Thursday, February 19, 2015

The Rhetoric of Hitler's Battle through the lens of The Third Wave

Kenneth Burke said that the majority of Hitler's war was won not through weaponry, but through the control of the mind. ("...the efficiency of the truly national leader consists primarily in preventing the division of the attention of a people, and always in concentrating it on a single enemy(Burke, 193)") It seems like a pedantic thing to do, but Hitler had recognized that his war needed an enemy and a cult mindset, so he would have to create one. Similarly, California schoolteacher Ron Jones found it difficult to teach to his class how Hitler was so easily able to bring people together, so he began a program for them to follow called "The Third Wave". 
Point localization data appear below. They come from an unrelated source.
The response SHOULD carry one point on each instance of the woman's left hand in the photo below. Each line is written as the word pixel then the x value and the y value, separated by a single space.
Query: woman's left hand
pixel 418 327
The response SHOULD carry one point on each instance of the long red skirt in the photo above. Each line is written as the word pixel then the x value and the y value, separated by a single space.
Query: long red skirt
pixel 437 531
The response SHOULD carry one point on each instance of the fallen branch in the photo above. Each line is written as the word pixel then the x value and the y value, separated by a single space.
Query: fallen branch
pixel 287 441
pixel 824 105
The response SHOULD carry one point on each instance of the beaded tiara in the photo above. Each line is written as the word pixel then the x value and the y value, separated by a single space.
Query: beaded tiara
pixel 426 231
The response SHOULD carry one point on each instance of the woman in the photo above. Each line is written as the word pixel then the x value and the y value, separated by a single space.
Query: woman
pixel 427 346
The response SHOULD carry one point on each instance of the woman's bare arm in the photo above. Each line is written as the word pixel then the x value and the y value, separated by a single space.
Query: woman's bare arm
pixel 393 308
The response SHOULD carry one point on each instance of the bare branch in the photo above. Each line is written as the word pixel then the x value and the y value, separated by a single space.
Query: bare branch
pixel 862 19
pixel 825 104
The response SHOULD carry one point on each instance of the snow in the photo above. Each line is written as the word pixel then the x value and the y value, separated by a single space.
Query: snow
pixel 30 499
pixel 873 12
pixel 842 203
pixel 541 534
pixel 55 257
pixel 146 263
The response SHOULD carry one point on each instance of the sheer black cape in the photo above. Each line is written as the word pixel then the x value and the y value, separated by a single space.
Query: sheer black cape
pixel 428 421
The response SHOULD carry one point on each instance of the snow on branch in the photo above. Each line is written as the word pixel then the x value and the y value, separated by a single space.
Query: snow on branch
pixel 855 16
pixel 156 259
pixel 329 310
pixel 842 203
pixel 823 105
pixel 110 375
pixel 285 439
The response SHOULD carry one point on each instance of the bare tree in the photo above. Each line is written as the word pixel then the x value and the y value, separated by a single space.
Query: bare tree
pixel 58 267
The program had a symbol (a blue wave on a button), involved teamwork through rigorous drills and group projects, and isolating non members. By the fourth day of the project, the group had grown from the original 20 students to 200 students, and Ron Jones said that they began to commit to the group in a scary way. Students were cutting class to join The Wave, and The Wave's underground police force (yes, really!) was acting aggresive towards non-Wave students. Eventually, Jones had to call an assembly that showed the students how similarly they were acting to the Nazi Party and how easily they were manipulated into acting in a certain way.
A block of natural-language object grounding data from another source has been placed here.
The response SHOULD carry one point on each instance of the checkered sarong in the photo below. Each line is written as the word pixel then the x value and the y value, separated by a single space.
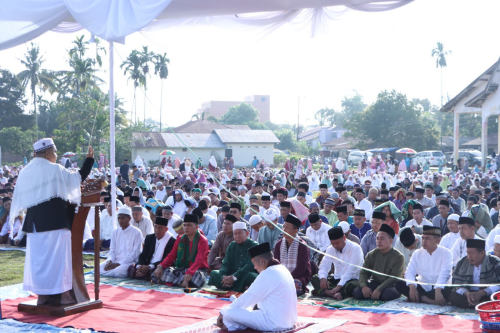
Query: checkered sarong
pixel 175 276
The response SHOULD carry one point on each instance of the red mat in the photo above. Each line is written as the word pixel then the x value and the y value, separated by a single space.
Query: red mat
pixel 127 310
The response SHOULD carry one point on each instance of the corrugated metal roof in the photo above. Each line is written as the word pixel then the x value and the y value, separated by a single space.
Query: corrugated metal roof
pixel 193 140
pixel 246 136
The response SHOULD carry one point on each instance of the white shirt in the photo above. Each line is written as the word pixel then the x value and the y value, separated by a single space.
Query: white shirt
pixel 431 268
pixel 459 249
pixel 449 239
pixel 367 206
pixel 490 240
pixel 319 237
pixel 160 247
pixel 126 245
pixel 351 253
pixel 145 225
pixel 106 223
pixel 273 291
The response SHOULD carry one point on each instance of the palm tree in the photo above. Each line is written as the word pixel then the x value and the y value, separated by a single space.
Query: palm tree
pixel 35 76
pixel 146 57
pixel 440 55
pixel 161 69
pixel 132 67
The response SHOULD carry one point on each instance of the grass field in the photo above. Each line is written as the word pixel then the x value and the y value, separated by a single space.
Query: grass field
pixel 12 266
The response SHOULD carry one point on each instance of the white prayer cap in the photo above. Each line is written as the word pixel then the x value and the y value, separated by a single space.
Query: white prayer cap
pixel 254 219
pixel 43 144
pixel 125 210
pixel 239 226
pixel 497 239
pixel 271 214
pixel 345 226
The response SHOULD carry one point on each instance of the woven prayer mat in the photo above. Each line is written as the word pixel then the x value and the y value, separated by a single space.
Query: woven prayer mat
pixel 303 325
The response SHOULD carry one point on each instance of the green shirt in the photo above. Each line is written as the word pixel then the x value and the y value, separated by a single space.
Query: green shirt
pixel 390 263
pixel 237 260
pixel 331 217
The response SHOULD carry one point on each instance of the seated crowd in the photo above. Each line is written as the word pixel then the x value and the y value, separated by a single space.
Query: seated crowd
pixel 340 241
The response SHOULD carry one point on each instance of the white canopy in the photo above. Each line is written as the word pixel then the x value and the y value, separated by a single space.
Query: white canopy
pixel 112 20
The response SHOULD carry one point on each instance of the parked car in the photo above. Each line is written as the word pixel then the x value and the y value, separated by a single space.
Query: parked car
pixel 473 156
pixel 356 156
pixel 433 157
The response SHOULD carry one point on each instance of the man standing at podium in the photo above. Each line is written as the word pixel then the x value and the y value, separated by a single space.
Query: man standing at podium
pixel 50 194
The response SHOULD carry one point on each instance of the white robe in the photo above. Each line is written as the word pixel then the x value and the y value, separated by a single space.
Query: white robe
pixel 48 271
pixel 126 246
pixel 273 291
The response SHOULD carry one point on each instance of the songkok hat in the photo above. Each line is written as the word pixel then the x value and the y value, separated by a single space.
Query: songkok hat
pixel 161 221
pixel 125 210
pixel 406 236
pixel 496 240
pixel 345 226
pixel 335 233
pixel 466 220
pixel 43 144
pixel 257 250
pixel 286 204
pixel 359 212
pixel 476 244
pixel 329 201
pixel 191 218
pixel 239 226
pixel 313 218
pixel 271 214
pixel 231 218
pixel 342 209
pixel 254 219
pixel 432 230
pixel 388 230
pixel 236 205
pixel 378 215
pixel 293 220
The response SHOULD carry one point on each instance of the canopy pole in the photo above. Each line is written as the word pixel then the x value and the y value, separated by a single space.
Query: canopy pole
pixel 112 130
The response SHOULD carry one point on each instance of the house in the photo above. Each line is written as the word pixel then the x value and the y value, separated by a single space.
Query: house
pixel 317 137
pixel 480 96
pixel 241 143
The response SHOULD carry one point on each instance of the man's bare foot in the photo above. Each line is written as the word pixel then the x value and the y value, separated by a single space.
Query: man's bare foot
pixel 67 298
pixel 43 299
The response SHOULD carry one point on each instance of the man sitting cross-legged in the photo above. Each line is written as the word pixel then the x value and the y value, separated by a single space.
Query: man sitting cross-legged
pixel 186 264
pixel 222 241
pixel 293 254
pixel 273 292
pixel 384 259
pixel 346 275
pixel 476 268
pixel 126 244
pixel 432 264
pixel 236 272
pixel 156 247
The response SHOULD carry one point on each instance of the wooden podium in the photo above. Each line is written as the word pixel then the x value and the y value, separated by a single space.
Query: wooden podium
pixel 91 190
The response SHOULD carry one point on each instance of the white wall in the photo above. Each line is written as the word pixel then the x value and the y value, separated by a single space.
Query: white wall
pixel 150 154
pixel 243 153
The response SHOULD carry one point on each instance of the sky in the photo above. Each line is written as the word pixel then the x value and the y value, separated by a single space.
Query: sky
pixel 302 71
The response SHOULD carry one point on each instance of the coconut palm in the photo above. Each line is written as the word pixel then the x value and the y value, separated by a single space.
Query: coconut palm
pixel 132 67
pixel 35 76
pixel 161 69
pixel 440 55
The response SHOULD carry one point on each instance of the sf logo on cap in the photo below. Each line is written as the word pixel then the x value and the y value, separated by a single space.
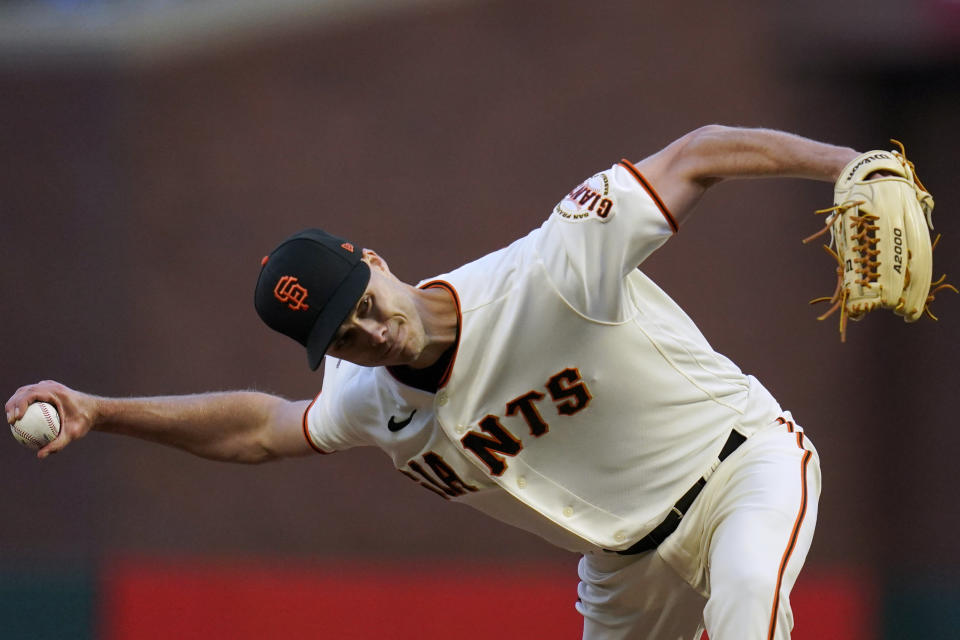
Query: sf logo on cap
pixel 291 292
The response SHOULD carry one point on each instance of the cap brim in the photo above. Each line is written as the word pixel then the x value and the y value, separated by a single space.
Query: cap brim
pixel 334 312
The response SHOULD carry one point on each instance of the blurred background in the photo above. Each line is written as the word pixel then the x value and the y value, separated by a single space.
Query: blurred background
pixel 151 151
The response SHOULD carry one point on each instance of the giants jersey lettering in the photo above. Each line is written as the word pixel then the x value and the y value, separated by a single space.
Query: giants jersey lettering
pixel 579 388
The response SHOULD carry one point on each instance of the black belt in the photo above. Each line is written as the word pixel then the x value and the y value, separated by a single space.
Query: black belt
pixel 672 521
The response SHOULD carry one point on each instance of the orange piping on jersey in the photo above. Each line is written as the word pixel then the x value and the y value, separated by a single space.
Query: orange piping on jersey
pixel 626 164
pixel 456 299
pixel 793 536
pixel 306 432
Burke also went into the mentality of the group mentality ("Instead, it deals with the Nazis gradual absorption of the many disrelated "folkish" groups. And it is managed throughout by the means of a spontaneous identification between leader and people "(Burke 210). Burke identifies the relevancy of making the leader relevant. People need someone that they identify with and someone who they feel will support them. Both of Burke's ideas that are discussed in this post can be seen in the Milgram Experiment, where people delivered shocks that they believed would possibly kill a person to someone that they were led to believe was a prisoner who deserved it because someone else in power had okayed it. They were given an acceptable scapegoat (Burke 195) and that someone in power said that it was okay to hurt this person because of their background.

It wasn't a radical doctrine or a hatred for a race that had brought the students together, it was the group mentality that united them. We can see similar mentalities in cults such as Jim Jones and his People's Town, who he encouraged to drink Kool-Aid mixed with cyanide rather than have him be caught and arrested for his crimes, and in organized crime such as the International House of Prayer Murders, where the congregation felt the pull of group mentality so strongly that they accepted leader Tyler Deaton's dinner seating requests, gender separated housing, and ultimately, the command to rape and murder his wife for straying from his path. Burke's ideas follow throughout these awful marks on human history: that the worst acts were not committed out of a hatred, but because of a group mentality.


Works Cited:

Burke, Kenneth. “Literature as Equipment for Living.” The Philosophy of Literary Form: Studies in Symbolic Action, Third Edition. Berkeley: U of California P, 1973. 293-304.